No STJ, existem recentes decisões em favor dos advogados, o que mostra a polêmica da questão. Em janeiro de 2008, o Ministério Público Federal tentou e não conseguiu impedir o acesso irrestrito da defesa do empresário Fernando Sarney, filho do senador José Sarney (PMDB), aos autos do inquérito que tramita em sigilo na Polícia Federal do Maranhão. A permissão foi concedida pelo ministro Raphael de Barros Monteiro Filho (aposentado), então presidente do STJ.

Quinze dias depois, o STJ estendeu o acesso à defesa de Teresa Cristina Murad Sarney, mulher de Fernando Sarney. A autorização foi concedida pelo então vice-presidente, ministro aposentado Francisco Peçanha Martins.

Defesa irrestrita

Há uma corrente de teóricos que defende a necessidade de aplicação do contraditório e da ampla defesa em todo o período de persecução penal. O professor Rogério Lauria Tucci é um deles. “A contraditoriedade da investigação criminal consiste num direito fundamental do imputado, direito esse que, por ser um ‘elemento decisivo do processo penal’, não pode ser transformado, em nenhuma hipótese, em ‘mero requisito formal’”, afirmou em trecho do livro Direitos e garantias individuais no processo penal brasileiro. A obra é lembrada no capítulo sobre direito de defesa e inquérito policial da obra Curso de Direito Constitucional, de autoria do presidente do Supremo Tribunal Federal, ministro Gilmar Mendes, com a colaboração do procurador Paulo Gustavo Gonet Branco e do professor Inocêncio Mártires Coelho.

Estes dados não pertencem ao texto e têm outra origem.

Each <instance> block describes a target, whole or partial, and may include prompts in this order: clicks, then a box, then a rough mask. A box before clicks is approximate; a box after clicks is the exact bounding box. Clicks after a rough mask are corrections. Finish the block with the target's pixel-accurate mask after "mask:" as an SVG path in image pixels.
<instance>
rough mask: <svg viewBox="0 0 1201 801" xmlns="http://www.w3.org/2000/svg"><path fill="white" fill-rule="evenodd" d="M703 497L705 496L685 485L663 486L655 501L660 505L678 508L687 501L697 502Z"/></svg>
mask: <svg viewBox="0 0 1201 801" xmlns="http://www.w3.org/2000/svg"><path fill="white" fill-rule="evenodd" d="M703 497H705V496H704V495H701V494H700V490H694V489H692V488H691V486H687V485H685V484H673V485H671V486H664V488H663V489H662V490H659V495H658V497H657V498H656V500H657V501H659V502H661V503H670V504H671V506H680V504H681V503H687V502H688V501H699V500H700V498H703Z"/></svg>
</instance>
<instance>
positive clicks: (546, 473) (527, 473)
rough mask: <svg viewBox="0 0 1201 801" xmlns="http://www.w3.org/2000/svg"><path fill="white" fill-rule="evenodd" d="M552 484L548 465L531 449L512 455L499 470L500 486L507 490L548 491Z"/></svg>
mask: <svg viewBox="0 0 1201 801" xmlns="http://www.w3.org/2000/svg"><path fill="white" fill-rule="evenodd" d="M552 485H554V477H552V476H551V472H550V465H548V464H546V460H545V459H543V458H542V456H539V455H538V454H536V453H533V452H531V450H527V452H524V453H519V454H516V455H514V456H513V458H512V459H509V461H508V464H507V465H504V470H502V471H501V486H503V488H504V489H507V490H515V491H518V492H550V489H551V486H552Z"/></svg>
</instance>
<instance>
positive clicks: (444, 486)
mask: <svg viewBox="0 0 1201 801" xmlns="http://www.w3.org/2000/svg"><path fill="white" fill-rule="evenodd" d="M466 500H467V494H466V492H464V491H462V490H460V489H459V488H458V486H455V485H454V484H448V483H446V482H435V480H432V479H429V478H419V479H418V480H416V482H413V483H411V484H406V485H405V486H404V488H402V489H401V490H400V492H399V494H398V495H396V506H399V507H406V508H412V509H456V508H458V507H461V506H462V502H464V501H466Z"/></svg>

Flávia Rahal, presidente do IDDD (Instituto de Defesa do Direito de Defesa), entende que a imposição de sigilo do inquérito não é uma característica do Estado Democrático de Direito. “A decisão do STJ de restringir o acesso ao inquérito é equivocada. O Estatuto dos Advogados e a Constituição Federal garantem o exercício do direito de defesa na fase de inquérito”, diz.

A advogada observa que esta fase pode gerar a privação de liberdade do acusado, seqüestro de bens, quebra de sigilo bancário e interceptação telefônica. “Essas medidas indicam a necessidade e a obviedade do direito de defesa”, ressalta Flávia Rahal. Para ela, o argumento de violação à intimidade utilizado pelo STJ para restringir o acesso à íntegra do inquérito policial não faz sentido. “Os advogados têm dever de sigilo”, lembra.

O criminalista Luís Guilherme Vieira também traz bons argumentos contra a restrição do acesso à investigação. Segundo ele, impedir o advogado de ver todo o inquérito é tirar do cidadão o direito constitucional de se defender e saber do que está sendo acusado. “O Estado não pode restringir as informações ao que ele acha que é importante”, critica.

E conta, por experiência própria, que muitas vezes a solução para o problema pode estar nesta parte da prova que não foi liberada para o advogado. “Não tenho dúvida que a decisão do STJ, de restringir o acesso aos autos, vai cair no Supremo Tribunal Federal”, aposta. Em relação à violação de intimidade, concorda com a presidente do IDDD, “tanto o funcionário público quanto o advogado tem a mesma obrigação: guardar a o sigilo das provas”.